The big shock for Vodafone came on September 18. The bill had come back from the committee as it had gone in, with no mobile regulation recommended. But in the meantime the government and its members on the committee had changed their minds. They now wanted specified national roaming and cell site co-location.
Over the objections of opposition committee members the government proposes simply to railroad its new direction through Parliament. Provided the bill can get a majority vote in Parliament - a foregone conclusion - it will become law before Christmas.
What Vodafone didn't know, until it was too late to respond, was what had been going on behind the scenes between the government, Maori interests and their commercial partners.
When the government put the latest slices of telecommunications spectrum up for auction, it reserved 25% of the 3G spectrum on offer for the Te Huarahi Tika Trust, charged with delivering benefits to Maori through participation in the telecommunications sector.
The trust's commercial arm, Hautaki Trust, teamed up with Zimbabwe-based Econet Wireless International, an outfit that has rolled out wireless networks around Africa and is now setting its sights further afield. Hautaki has taken a 30% Econet stake.
Both Hautaki and Econet's local arm, Northelia Holdings, made submissions which the select committee agreed to hear in secret "because of commercial sensitivity."
They used the opportunity, it subsequently came to light, to slag Vodafone mercilessly.
The submissions they made suggested, among other things, that Vodafone's GSM network was a monopoly - a view at odds with the Commerce Commission's consistent rulings on market definition. They implicitly accused Vodafone of dodging tax by transfer pricing - a view totally unsupported by the facts or by any interest from the IRD. And they suggested a level of profitability that Vodafone's since-published, audited accounts have shown to be wildly inaccurate.
When Vodafone eventually found out what had been pleaded against it in secret it complained to Parliament's speaker, Jonathan Hunt, and to committee chairman David Cunliffe. Its complaints elicited nothing more than an invitation to put the record straight - after the horse had bolted.
"We must stress," Cunliffe wrote, "that this is not an opportunity to reopen the more general policy debate as the Telecommunications Bill is no longer before the committee."
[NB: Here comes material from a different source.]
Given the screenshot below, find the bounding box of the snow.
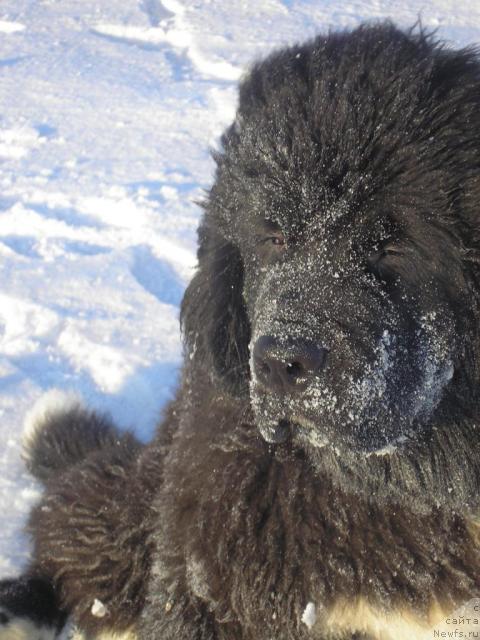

The one concession Vodafone has managed to secure is a clause stating incumbents will have to open their networks only to entrants with a viable business plan and coverage of at least 10% of the population.
Given the economies afforded by the ability to "co-locate" equipment on Vodafone's cell towers and the fact Auckland alone has 30% of the population, that shouldn't be a big ask.
Whether Econet and the trust can come up with a "viable" plan and serious financial backing is another question, one the courts will probably be called on to determine before long.
At the core of this fiasco lies the government's handling of its no doubt laudable intention to give Maori a stake in telecommunications.
The rationale for reserving 3G spectrum for Maori was to give them a fair crack at a Crown resource that was being sold off.
But the plan was flawed from the beginning. Hautaki's 3G spectrum can't be used for 2G services. It will be useless until at least 2005 and maybe forever.
Enter Econet, which secured 2G spectrum in the same auctions. Its submissions to the select committee admitted it would have to be crazy to try to compete with Vodafone under the current regime.
But by buddying up with Hautaki it managed to secure a legislative change that will give it a shot at competing with Vodafone in 2G GSM services - by piggybacking on Vodafone's network.
If it is successful it will transfer profits from Vodafone shareholders' pockets to those of its owners - of which Hautaki is one but with only a 30% stake.
Is this really what the government intended?
To accommodate its confused aspirations for Maori it has had to tilt the entire regulatory playing field. On its head be the unintended consequences.